Ein beispielhaftes Hörbuch

Robert Musils „Der Mann ohne Eigenschaften“ [2005]

Die Zweifler am Sinn von öffentlich-rechtlichen Rundfunkanstalten im allgemeinen und an deren Kulturauftrag im besonderen, sollten einen genauen Blick auf den „Remix“ des „Mann ohne Eigenschaften“ werfen: In zweieinhalb Jahren verwandelten über vierzig Mitwirkende Musils Prosawerk in eine zwanzigstündige Hörbuchfassung. Wer nun denkt, der ORF wollte mit dieser geistreichen Initiative für einen österreichischen Autor einen wohltuenden Kontrapunkt zur geisttötenden Dauersportberieselung oder zur politischen Hofberichterstattung setzen, wird schnell eines Besseren belehrt. (1)

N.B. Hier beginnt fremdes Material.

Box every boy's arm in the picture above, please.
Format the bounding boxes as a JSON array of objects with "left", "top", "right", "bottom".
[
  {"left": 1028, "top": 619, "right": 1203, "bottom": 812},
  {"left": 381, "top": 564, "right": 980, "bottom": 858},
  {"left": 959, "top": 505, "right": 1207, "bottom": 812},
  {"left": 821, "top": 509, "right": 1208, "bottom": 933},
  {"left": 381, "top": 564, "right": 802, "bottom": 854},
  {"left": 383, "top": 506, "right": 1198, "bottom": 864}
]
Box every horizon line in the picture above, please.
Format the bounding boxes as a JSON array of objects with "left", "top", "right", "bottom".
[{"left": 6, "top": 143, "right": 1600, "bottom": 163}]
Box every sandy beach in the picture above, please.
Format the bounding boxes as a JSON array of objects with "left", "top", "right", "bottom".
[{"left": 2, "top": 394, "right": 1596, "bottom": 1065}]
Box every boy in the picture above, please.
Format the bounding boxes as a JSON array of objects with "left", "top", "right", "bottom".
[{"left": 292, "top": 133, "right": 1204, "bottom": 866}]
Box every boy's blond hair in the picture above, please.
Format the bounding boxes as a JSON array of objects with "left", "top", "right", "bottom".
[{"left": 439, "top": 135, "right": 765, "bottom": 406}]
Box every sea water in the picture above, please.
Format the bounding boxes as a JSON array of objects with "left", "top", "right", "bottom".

Dem Bayerischen Rundfunk, genauer der Abteilung „Hörspiel und Medienkunst“ gebührt Anerkennung für diese Edition. Der Hörverlag publiziert das Ergebnis in einer gewichtigen Kassette, die nicht nur 20 CDs enthält, sondern auch ein siebenhundertseitiges Begleitbuch.

Diese beeindruckenden Rahmendaten wären nun völlig belanglos, hätten sie nicht zu einem überzeugenden künstlerischen Ergebnis geführt. Ästhetisch gelungene Hörbuchfassungen sind allerdings keine Seltenheit. Lohnte sich dieser gewaltige Aufwand, wenn am Ende „nur“ ein zufriedenstellende Romanvertonung stünde? Der „MoE Remix“ enthält jedoch eine höchst ungewöhnliche Komponente: er ist editionsphilologisch hochgradig interessant. Der MoE ist bekanntlich einer der berühmtesten unvollendeten Romane der Weltliteratur. Der Nachlass zu dem Buch beträgt etwa 6500 Manuskriptseiten. Die bisher in Buchform veröffentlichten Teile des Nachlasses sind (was Auswahl, Anordnung und Kommentierung angeht) unbefriedigend. Warum dies so ist, erläutert Walter Fanta (Robert-Musil-Institut Klagenfurt) ausführlich im Begleitband. Fanta ist als maßgeblicher Herausgeber der noch unpublizierten „Kommentierten digitalen Gesamtausgabe Robert Musil“ (2) einer der besten Kenner der Materie. Er erarbeitete die Textauswahl, welche für den akustischen Nachlassteil herangezogen wurde. Zwei weitere Produktionsprinzipien ergänzen den philologischen Ansatz: Oberstes Gebot war Texttreue. Eingriffe in den Text waren tabu. Schließlich wird jede Textpassage mit einer gesprochenen, präzisen Stellenangabe versehen. Zwei Beispiele: „Zu den Lindner-Kapiteln. Schmierblatt Aufbau (1933/1934)“ oder „Beim Rechtsanwalt. Kapitelgruppenentwurf (1928) und Kapitelentwurf (1933/1934)“.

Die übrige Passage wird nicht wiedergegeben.